The closing of one door often opens another
Located on an old country road in the midst of one of the Hudson Valley’s many apple orchards you may stumble across what was once one of the leading research and development facilities for plasma display technology. Panasonic Plasma Display Laboratory of America (PPDLA formally Plasmaco) was, up to very recently, located in nearby Highland, NY, only minutes from the SUNY New Paltz campus. The reason for their departure is that plasma displays were once considered an up-and-coming technology, but are now considered a mature technology and product support research and development can now be handled at Panasonic’s manufacturing facility in Japan.
This modern local facility was actually once part of an apple farm used for apple storage, but you would never know it stepping inside this high-tech laboratory. The process equipment and clean-room areas are perfect for many areas of semiconductor research and development: in fact a local newspaper has indicated that the facility will now house a new up-and-coming technology: solar thin-film technology.
An excellent neighbor!
The close proximity to the campus made Panasonic ideal for many field trips and technical talks. But it was more than the proximity that made it a favorite for several schools and universities. It was the personal attention and vast expertise that folks like SUNY New Paltz grad and current SUNY New Paltz Foundation Inc.
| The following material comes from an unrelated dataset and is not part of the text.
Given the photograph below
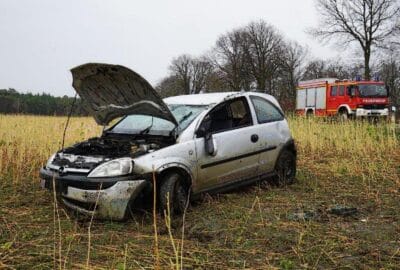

Board Chair, Everton Henriques and his fellow colleague Bill Schindler would provide. Highland High School’s Ed Rogers would bring his AP Chemistry class to talk with Everton and then tour the in-house chemistry lab where students could witness the latest in phosphor color production; New Paltz High School’s Joe Haas would bring his Digital Electronics class in to talk with Bill and witness products that they had learned about in class actually being implemented in something they could relate to in their everyday life; and SUNY New Paltz’ Engineering department’s Michael Otis would bring his classes from Introduction to Engineering or one of several engineering clubs (for example “The Society of Women Engineers”) to learn what it would be like to work in a Research and Development environment and to be exposed to real life semiconductors technology, process engineering, analog and digital electronics, signal processing, and the sciences behind plasma display technology.